Q16*.• He runs a core business of bidis and tobacco called Ceejay Tobacco and is widely known as the Bidi King of India. The company employs 60,000 people in various businesses including real estate, finance, pharma, edible oil and packaging and has a turnover of around Rs 400 crore. Who?
Q17.• In WW2, when there was an immense shortage of spare parts and gasoline, this man invented an automobile part which when fitted in cars propelled them with charcoal.• He also designed and produced a Gas plant, and ran a rubber retreading factory.• What started as a single man’s passion soon became the business of the family. What billion dollar business group did he found?
Q18.• The company traces its roots to the Schwarzchild & Sulzberger company (later changed to Sulzberger & Sons) based in NYC that operated meat packing plants in New York, Chicago and Kansas City. Sulzberger founded the Ashland Manufacturing Company in 1913 to use animal by-products from its slaughterhouses. In 1915, Thomas E. ______ , former president of meatpacker Morris & Company, was appointed President and renamed the company after himself. Today, the company is headquartered in Chicago and is a foreign subsidiary of a Finnish company.
Q19*.• The name _____ became popular for businesses by the 1920s, when alphabetized business telephone directories such as the Yellow Pages began to be widespread. There were a flood of businesses named _____ (some of these still survive). For example, early Sears catalogs contained a number of products with the “_____" trademark, including anvils, which are frequently used in Warner Bros. cartoons. What?
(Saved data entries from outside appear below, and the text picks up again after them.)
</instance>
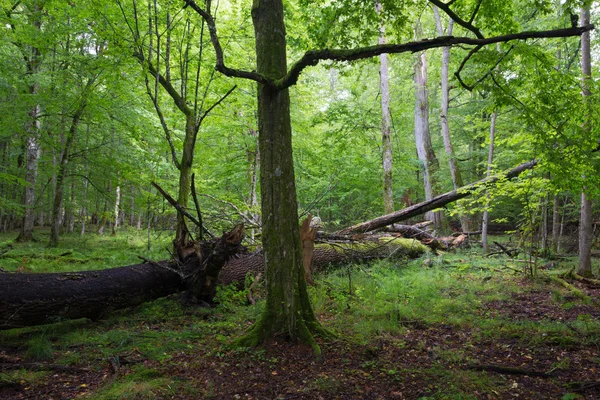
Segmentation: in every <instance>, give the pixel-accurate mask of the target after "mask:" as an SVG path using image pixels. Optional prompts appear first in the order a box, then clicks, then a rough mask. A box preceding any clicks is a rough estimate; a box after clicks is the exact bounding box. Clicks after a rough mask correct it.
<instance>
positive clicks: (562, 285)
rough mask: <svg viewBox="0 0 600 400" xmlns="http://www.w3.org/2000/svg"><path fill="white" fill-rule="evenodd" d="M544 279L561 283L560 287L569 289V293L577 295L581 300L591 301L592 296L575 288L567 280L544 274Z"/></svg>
mask: <svg viewBox="0 0 600 400" xmlns="http://www.w3.org/2000/svg"><path fill="white" fill-rule="evenodd" d="M545 279H546V280H548V281H550V282H553V283H557V284H559V285H561V286H562V287H564V288H565V289H567V290H569V291H570V292H571V293H573V295H575V296H577V297H579V298H580V299H581V300H583V301H585V302H588V303H590V302H592V300H593V299H592V298H591V297H590V296H588V295H587V294H585V293H583V292H582V291H581V290H579V289H577V288H576V287H575V286H573V285H571V284H570V283H569V282H567V281H565V280H564V279H562V278H559V277H558V276H553V275H546V276H545Z"/></svg>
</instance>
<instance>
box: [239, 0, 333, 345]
mask: <svg viewBox="0 0 600 400" xmlns="http://www.w3.org/2000/svg"><path fill="white" fill-rule="evenodd" d="M252 19H253V22H254V27H255V36H256V58H257V69H256V70H257V72H258V73H259V74H262V75H264V76H267V77H269V78H273V79H279V78H281V77H283V76H284V75H285V74H286V70H287V65H286V39H285V26H284V23H283V3H282V1H281V0H255V1H254V4H253V7H252ZM258 123H259V150H260V154H261V160H260V184H261V200H262V217H263V249H264V254H265V269H266V271H265V277H266V289H267V299H266V306H265V310H264V312H263V314H262V316H261V317H260V319H259V320H258V321H257V322H256V323H255V324H254V326H253V327H252V329H251V330H250V332H249V333H248V334H247V335H246V336H245V337H243V338H242V339H240V341H239V344H240V345H242V346H254V345H257V344H259V343H261V342H264V341H265V340H268V339H270V338H272V337H274V336H276V335H284V336H286V337H287V338H288V339H290V340H293V341H300V342H304V343H307V344H309V345H311V346H312V348H313V350H314V352H315V354H317V355H319V354H320V349H319V346H318V345H317V343H316V342H315V340H314V337H313V334H315V333H325V331H324V329H323V328H322V327H321V325H320V324H319V322H318V321H317V319H316V317H315V315H314V313H313V311H312V308H311V305H310V302H309V300H308V293H307V291H306V282H305V279H304V271H303V267H302V244H301V241H300V231H299V226H298V211H297V209H298V205H297V202H296V186H295V182H294V165H293V156H292V128H291V123H290V97H289V92H288V90H287V89H284V90H278V89H275V88H272V87H268V86H265V85H262V84H261V85H259V88H258Z"/></svg>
Q20. Id X and Y.• X traces its roots to a textile manufacturing company established by Oliver Chace in 1839 as the Valley Falls Company in Valley Falls, Rhode Island.• In 1962, Y began buying stock in X after noticing a pattern in the price direction of its stock whenever the company closed a mill. At this time, X was run by Seabury Stanton.• Eventually, Y acknowledged that the textile business was waning and the companys financial situation was not going to improve.• In 1964, Stanton made a verbal tender offer of $111⁄2 per share for the company to buy back Ys shares. Y agreed to the deal. A few weeks later, Y received the tender offer in writing, but the tender offer was for only $113⁄8. Y later admitted that this lower, undercutting offer made him angry. Instead of selling at the slightly lower price, Y decided to buy more of the stock to take control of the company and fire Stanton (which he did). However, this put Y in a situation where he was now majority owner of a textile business that was failing.
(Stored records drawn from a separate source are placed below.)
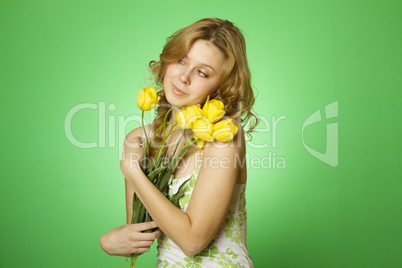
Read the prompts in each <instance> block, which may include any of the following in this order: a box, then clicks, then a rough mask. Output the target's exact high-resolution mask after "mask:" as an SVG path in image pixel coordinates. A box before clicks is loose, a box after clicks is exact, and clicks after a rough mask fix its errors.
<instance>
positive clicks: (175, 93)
mask: <svg viewBox="0 0 402 268" xmlns="http://www.w3.org/2000/svg"><path fill="white" fill-rule="evenodd" d="M172 88H173V92H174V94H176V95H179V96H186V95H187V93H185V92H184V91H182V90H180V89H179V88H177V87H176V86H175V85H173V84H172Z"/></svg>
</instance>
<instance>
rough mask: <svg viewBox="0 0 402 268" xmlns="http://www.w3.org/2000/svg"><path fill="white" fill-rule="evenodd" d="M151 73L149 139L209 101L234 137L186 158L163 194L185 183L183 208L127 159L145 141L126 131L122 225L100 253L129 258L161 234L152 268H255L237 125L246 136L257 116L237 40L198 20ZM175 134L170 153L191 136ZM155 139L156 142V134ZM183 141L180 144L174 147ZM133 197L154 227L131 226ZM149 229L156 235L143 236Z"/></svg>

Q21.• The gentleman in the picture below lends his name to a class of goods. Alfred Marshall attributed this idea to him in his book Principles of Economics. He first proposed the paradox from his observations of the purchasing habits of the Victorian era poor.• “As Mr. X has pointed out, a rise in the price of bread makes so large a drain on the resources of the poorer labouring families and raises the marginal utility of money to them so much that they are forced to curtail their consumption of meat and the more expensive farinaceous foods: and, bread being still the cheapest food which they can get and will take, they consume more, and not less of it.”• —Alfred Marshall, Principles of Economics (1895 ed.)